Eski Dışişleri Bakanlarından eski Zonguldak Milletvekillerinden gazeteci-yazar Prof. Dr. Mümtaz Soysal Cumhuriyet Gazetesi'nin 24 Ağustos 2009 tarihli sayısında Erdemir'in demiryolu ağı bağlantısının bulunmadığına dikkat çekerek, Armutçuk-Kozlu demiryolunu yazdı.

Makine Mühendisleri Odası Genel Sekreteri Ali Ekber Çakar'ın yayımladığı 'Ulaşımda Demiryolu Gerçeği' raporuna göre Türkiye demiryolları, hat uzunluğu bakımından sonuncu, kaza sayısı bakımından da açık arayla birinciymiş Avrupa'da.
Sadece 11 bin 4 kilometre demiryolumuz var. Bunun 9 bin 24 kilometresi 1950 öncesinden kalma. Osmanlı borçlarını da üstlenen parası kıt Cumhuriyet, hiç borç almadan, 1950'ye kadar her yıl ortalama 172 kilometre demiryolu yaparak, toplam 4 bin 465 kilometreyle önceki şebekeyi iki misline çıkarmayı başarmış.

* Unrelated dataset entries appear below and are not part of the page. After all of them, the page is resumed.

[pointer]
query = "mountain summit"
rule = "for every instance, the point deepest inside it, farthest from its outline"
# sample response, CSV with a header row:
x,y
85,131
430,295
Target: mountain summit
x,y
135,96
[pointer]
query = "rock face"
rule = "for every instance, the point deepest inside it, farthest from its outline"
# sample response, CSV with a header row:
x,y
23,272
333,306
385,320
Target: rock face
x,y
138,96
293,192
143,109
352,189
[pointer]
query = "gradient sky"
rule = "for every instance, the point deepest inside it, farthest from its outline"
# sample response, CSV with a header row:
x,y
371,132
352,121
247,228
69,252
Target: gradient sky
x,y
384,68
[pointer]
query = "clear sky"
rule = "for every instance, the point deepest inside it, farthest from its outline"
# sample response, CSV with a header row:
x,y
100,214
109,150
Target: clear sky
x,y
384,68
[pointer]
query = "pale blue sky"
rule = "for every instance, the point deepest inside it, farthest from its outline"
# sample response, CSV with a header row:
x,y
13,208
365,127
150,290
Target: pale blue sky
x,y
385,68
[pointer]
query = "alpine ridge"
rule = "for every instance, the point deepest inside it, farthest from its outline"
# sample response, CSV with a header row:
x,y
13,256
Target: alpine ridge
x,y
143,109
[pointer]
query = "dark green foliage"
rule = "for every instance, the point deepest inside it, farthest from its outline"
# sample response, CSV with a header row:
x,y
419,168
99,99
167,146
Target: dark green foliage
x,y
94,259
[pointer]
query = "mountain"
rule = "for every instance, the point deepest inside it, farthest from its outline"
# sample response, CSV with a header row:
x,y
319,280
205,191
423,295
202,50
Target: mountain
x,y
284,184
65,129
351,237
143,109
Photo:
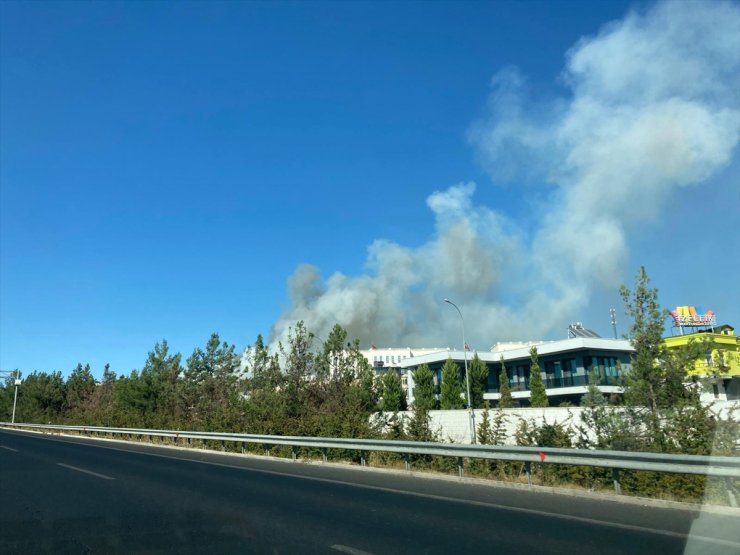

Ama 1950'den sonraki rakamlar tam bir yüz karası: 59 yılda topu topu 2 bin kilometreyi bile bulmayan yeni bir yol döşenmiş, eski şebekenin de ancak bir kısmı yenilenmiş. Kaza çokluğunun başlıca nedeni bu.
Demiryolu ayıpları bundan ibaret değil ki…
Türkiye, ileri teknolojide üretim yaptığı halde ülkesinin başka yerlerine demiryoluyla bağlı olmayan koskoca Erdemir tesisleriyle, belki de dünyanın tek demir-çelik fabrikasını barındırıyor Karadeniz Ereğli'de. Zonguldak'ın Kozlu'su ile Ereğli'nin Armutçuk'u arasında 30 kilometreden de az tutacak demiryolu bağlantısı hala kurulamadı. Fabrikanın yanı başındaki kömür yalnız deniz yoluyla gelmekte, çelik sanayi ürünleri ülkenin iç yerlerine Düzce karayolu üzerinden kamyonlarla taşınmakta.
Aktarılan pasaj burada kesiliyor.